Paul Hostovsky

Poem

Some pronounce it poim.
Like it has an oy inside it.
The way an oyster
has an oy inside it. The way
all poems ought to have
a little oy veh
and a little oyez! oyez!
inside them.

Others pronounce it po-um.
Like it has an um inside it.
A thoughtful pause.
A caesura. A possum
that got run over,
its esses elided.

Me, I always say pome.
Like an apple or pomme
I want to bite into
because it has an om inside it,
a mystic and sacred
syllable I can’t wait to reach
and I have no patience
for all the diphthongs.


Paul Hostovsky’s latest book of poems, THE BAD GUYS, won the FutureCycle Poetry Book Prize for 2015. He has won a Pushcart Prize, two Best of the Net awards, and has been featured on Poetry Daily, Verse Daily, and The Writer’s Almanac.
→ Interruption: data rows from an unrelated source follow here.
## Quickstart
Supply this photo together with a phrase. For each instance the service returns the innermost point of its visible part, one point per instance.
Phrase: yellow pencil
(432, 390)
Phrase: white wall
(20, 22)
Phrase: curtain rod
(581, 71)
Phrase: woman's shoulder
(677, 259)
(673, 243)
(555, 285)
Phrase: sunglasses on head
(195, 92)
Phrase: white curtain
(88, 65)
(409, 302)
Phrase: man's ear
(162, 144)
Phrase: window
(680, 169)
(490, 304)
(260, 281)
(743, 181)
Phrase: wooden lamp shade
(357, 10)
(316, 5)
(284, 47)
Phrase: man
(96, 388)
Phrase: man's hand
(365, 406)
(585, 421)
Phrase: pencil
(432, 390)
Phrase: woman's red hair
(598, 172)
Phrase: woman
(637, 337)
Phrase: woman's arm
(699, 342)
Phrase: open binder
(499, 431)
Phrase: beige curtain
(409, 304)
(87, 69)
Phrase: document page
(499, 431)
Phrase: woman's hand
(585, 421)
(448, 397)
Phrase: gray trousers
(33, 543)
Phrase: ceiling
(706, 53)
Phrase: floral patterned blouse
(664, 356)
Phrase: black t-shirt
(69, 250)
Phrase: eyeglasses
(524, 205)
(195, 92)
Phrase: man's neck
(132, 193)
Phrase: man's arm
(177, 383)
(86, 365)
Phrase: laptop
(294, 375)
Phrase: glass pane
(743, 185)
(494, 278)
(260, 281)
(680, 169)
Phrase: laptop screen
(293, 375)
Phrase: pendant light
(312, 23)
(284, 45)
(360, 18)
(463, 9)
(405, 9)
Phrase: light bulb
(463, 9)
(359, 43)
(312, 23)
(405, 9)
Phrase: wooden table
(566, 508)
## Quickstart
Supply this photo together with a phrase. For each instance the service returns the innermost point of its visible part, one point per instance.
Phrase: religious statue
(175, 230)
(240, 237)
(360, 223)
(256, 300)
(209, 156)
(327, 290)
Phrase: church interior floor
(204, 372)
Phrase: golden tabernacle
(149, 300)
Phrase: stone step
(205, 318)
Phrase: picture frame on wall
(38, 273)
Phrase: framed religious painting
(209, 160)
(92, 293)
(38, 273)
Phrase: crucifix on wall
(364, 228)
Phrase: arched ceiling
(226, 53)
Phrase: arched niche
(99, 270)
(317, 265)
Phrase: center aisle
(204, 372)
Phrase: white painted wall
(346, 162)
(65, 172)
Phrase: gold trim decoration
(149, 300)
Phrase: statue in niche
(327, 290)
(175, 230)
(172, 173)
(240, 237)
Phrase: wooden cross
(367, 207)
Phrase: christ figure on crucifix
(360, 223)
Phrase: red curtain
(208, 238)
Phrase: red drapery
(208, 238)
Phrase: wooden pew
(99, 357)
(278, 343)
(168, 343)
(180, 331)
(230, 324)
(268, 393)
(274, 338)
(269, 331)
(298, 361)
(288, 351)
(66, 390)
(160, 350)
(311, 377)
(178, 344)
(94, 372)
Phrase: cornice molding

Website: paulhostovsky.com

Poetry matters because it goes without saying–the whole world goes without saying. Saying doesn’t make it go. Never did and never will. But when we make poems, we say to the world that we don’t go without saying. No! Because we say the poem. The poem is what we say when we go without saying or go without knowing what to say or don’t go at all but send the poem stammering in our stead.